Francesca Benedetti è la voce e il corpo di Erodiade. La sua è un’interpretazione fondata su una perizia tecnica assoluta. Il lavoro sulla voce è minuzioso, calibrato: Benedetti dosa registri, timbri, intensità, riuscendo a trasformare ogni parola in un frammento di carne. Non c’è mai un gesto superfluo: il corpo rimane pressoché immobile, la tunica rossa che lo avvolge si fa quasi parte del fondale. La recitazione si fonda sulla sospensione, sull’intervallo tra il suono e il silenzio. È in questi vuoti che si consuma il dramma: Erodiade parla, ma il destinatario della sua parola non risponde. Come accade nella tragedia greca, la protagonista si rivolge a un morto, a un’assenza che si fa presenza ingombrante. Il dialogo negato diventa la vera struttura del monologo.
La regia di Carniti dimostra un rispetto assoluto per il testo, senza cedere a orpelli visivi o a soluzioni interpretative didascaliche. È un teatro della parola, nel senso più alto: l’azione si svolge tutta nella voce che pronuncia, nella voce che evoca, nella voce che rimane senza eco.

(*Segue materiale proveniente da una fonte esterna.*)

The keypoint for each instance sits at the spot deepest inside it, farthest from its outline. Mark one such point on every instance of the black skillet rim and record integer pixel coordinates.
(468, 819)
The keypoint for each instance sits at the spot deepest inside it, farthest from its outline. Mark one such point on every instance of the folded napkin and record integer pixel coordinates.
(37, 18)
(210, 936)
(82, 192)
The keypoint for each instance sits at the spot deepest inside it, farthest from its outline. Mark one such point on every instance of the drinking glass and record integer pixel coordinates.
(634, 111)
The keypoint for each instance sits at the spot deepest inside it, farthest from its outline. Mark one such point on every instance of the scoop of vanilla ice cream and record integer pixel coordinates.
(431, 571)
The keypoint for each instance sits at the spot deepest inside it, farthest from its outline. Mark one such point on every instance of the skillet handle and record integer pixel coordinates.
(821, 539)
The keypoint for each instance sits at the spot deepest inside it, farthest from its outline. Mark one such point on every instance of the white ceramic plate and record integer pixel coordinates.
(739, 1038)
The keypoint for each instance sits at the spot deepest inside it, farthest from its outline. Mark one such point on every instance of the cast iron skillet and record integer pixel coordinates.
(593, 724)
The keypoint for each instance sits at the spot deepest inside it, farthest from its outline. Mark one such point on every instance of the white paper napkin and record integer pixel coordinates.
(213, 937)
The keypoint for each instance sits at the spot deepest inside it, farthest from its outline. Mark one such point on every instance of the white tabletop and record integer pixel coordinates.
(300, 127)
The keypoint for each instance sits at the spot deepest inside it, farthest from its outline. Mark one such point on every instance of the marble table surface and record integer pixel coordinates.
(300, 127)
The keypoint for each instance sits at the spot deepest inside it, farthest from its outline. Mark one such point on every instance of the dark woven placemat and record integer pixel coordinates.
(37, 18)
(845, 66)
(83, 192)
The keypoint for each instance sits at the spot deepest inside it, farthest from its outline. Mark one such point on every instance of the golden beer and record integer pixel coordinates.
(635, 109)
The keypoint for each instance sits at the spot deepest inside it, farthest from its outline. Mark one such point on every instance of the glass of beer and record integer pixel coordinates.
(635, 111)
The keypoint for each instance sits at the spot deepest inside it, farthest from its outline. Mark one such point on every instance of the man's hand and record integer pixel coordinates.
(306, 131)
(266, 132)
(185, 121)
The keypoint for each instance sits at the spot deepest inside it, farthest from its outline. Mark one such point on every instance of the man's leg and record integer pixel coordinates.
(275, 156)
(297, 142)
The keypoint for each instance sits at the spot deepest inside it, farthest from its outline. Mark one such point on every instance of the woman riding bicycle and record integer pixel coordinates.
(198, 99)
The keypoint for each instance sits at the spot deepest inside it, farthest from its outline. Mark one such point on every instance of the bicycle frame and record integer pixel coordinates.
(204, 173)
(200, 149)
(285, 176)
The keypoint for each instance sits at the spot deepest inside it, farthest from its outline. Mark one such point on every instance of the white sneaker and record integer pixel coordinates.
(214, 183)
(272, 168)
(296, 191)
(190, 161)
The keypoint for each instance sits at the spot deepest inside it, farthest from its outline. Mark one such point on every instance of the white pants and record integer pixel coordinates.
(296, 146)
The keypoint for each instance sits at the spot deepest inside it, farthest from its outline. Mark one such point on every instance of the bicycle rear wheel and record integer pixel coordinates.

Erodiade è consapevole di essere esclusa dal destino del Battista.

Francesca Benedetti in “Erodiade” al Teatro Vascello di Roma. Photocredit: Teatro Vascello
Lui ha scelto il martirio, ha deciso di appartenere a un ordine di senso che non le concede accesso. Lei rimane prigioniera di un amore che non si consuma mai, di un desiderio che si perpetua proprio nell’impossibilità.
David Barittoni firma una drammaturgia sonora che non accompagna ma incide. Suoni, rumori, pause, echi frammentati: è una partitura che ricorda le astrazioni musicali di Luigi Nono, più che un tappeto sonoro tradizionale. Funziona come il coro nella tragedia attica: scandisce i momenti di passaggio, sottolinea la ripetizione ossessiva delle domande senza risposta. Non c’è pathos musicale, ma una rarefazione del suono che si fa materia drammaturgica.
Il testo di Testori è un thrênos, un lamento funebre costruito su un flusso di coscienza che riprende le forme della nenia rituale. Erodiade ripete, ritorna, ricapitola. Non c’è sviluppo, né trama: c’è il tempo dell’attesa e della memoria. Il conflitto drammaturgico si condensa tutto nella volontà di decidere: Erodiade vuole “tagliare”, esercitare un gesto che sia suo. Quando tenta di uccidersi, il coltello le viene sottratto; ma il sangue sgorga ugualmente, senza che lei abbia potuto scegliere.
Francesca Benedetti restituisce tutto questo con una precisione che non ammette sbavature. La voce è strumento tecnico e insieme veicolo emozionale. Ogni variazione è misurata. La gamma espressiva è ampia, ma sempre controllata. Benedetti non cede mai al compiacimento, nemmeno nei passaggi più esposti. La sua Erodiade è una figura scultorea: potenza trattenuta, dolore raggelato in forma.
Lo spettacolo si muove in un equilibrio difficile: mantenere la distanza critica e, al contempo, restituire la potenza emotiva del dramma.
La risposta del pubblico del Vascello è stata di un’attenzione insolita. Nessun cenno di approvazione o di cedimento durante la rappresentazione. Un silenzio denso, che ha accompagnato l’intero monologo. Solo alla fine, un applauso misurato ma convinto ha riconosciuto la qualità dell’esperienza teatrale. Più che entusiasmo, un senso di rispetto: lo spettacolo di Carniti e Benedetti si è imposto non per forza spettacolare, ma per rigore e verità.